Her dissertation title:  “Writing in the Margins: How participants in the Power of One Project perceive campus climate.”

“I think there is an assumption that the portrait project is about gay and lesbian people, but it is really about how these 30 people experience campus climate.  It really isn’t about sexual orientation, it is about visibility and mattering,” she said. “Fewer than half of the participants identify as something other than heterosexual.

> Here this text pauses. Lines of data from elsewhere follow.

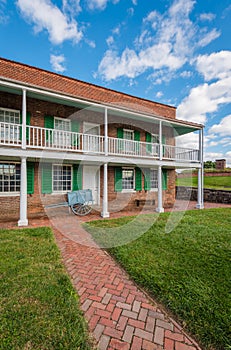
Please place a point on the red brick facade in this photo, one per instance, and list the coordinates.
(39, 108)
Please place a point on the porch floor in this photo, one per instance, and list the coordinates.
(119, 314)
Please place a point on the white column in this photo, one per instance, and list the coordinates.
(105, 132)
(200, 189)
(160, 208)
(24, 119)
(105, 213)
(23, 194)
(160, 141)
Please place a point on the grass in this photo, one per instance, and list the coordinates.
(188, 269)
(39, 308)
(213, 182)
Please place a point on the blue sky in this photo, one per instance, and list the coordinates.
(176, 52)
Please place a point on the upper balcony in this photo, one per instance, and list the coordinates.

Each one was remarkably open.”

“The Power of One” (which includes the EduCoug blogger among its subjects) will be on display in the first-floor CUB Gallery until Sept. 10, when it will close with a 1 p.m. reception.

The human-animal, air travel blues bond

The luggage didn’t make it, but the cats did.

A.G. Rud, our new dean commencing mid-August, is in Pullman this week for meetings and house-hunting.  His busy schedule got off to a slow start when he and his wife, Rita, had an unplanned overnight stay in Spokane, where they waited for their luggage to catch up with them.  Two of the family’s cats did make it on board the Ruds’ flight, although the critters reportedly were not thrilled about their day of air travel.

The Ruds are pet people, as attested by posts on A.G.’s blog, source of this picture of their cat Wendy.  That blog is on hiatus, but you can find a link to it at the end of the  WSU Today article announcing his appointment. The article includes links to his biography and the journal of the John Dewey Society, which A.G. edited for the last six years.

His interest in animals is professional as well as personal.  He is fascinated by the human-animal bond and research into the use of pet animals in the classroom.   Maybe that will be one of his future topics on the College of Education’s dean’s blog.  In a recent email, he mentioned a former WSU dean of veterinary medicine:  “I’ve read about Leo Bustad’s work and am thrilled to be going to work at what folks have called the place where the serious study of the human-animal bond started, with Bustad the father of the bond!”

In addition to three feline household members, the Ruds have a dog and may be getting another.  A.G. confesses to having “a major Chihuahua obsession.”